Знали его все. Хирург-офтальмолог с мировым именем, прекрасный организатор здравоохранения, видный общественный деятель… Кто-то принимал его идеи сразу, несмотря на всю их кажущуюся нереальность. Кто-то категорически не разделял его взглядов как в медицине, так и в политике, всеми силами мешал их осуществлению. Федоров никого не оставлял равнодушным: «Частенько я стараюсь как бы раздразнить своих коллег. Я всегда говорю молодым людям: не бойтесь обострить ситуацию. Жестокая, конфликтная ситуация необходима для развития науки…» Он с детства мечтал о небе, о высоте, хотел водить военные самолеты. Но судьба распорядилась иначе, и делом всей его жизни стала медицина.

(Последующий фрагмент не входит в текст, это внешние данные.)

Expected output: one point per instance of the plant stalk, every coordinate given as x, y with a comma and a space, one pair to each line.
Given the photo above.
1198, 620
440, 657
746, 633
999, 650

В бытии Святослава Федорова понятия «жизнь» и «существование» взаимодействовали, но не были тождественны. Его «жизнь» не вмещалась в скудное пространство «существования», ей было в нем тесно. Он всегда жил, действовал, придумывал, осуществлял через край, поверх барьеров. Все дела у него получались больше, азартнее, необузданней, чем положено человеку, который просто существует. Страсти, бушующие в нем, распирали это пресловутое «существование», рвали его смирительные ограничения.

Иногда такое называют одержимостью. Слово, может быть, несколько примелькавшееся и все больше выходящее из употребления в последние годы нашей истории. Но и раньше, когда трудовой энтузиазм был особенно в чести, воплощенная одержимость, как главный вектор реального человека, встреча­лась отнюдь не на каждом шагу.

А Слава был одержим. Мыслью, задачей, идеей, претворением замысла.

Я сказала, ему было тесно в отведенных, положенных рамках. Видимо, поэтому он так ненавидел любые формы оков. По­лагаю, оттого и случился, осуществился странный для многих рывок из медицины в политику. Знаю, шептались тогда по газетным и околовластным задворкам: «Все ему мало, честолюбие заедает». Нет. Мало для кого порыв этот, рывок этот был столь органичен, столь самой натурой его продиктован. Он первым в нашем обществе «освобожденного труда» произнес: «Рабство, раб, рабский труд». Не о жертвах рисуемого пропагандой капитализма. О нас, нас самих!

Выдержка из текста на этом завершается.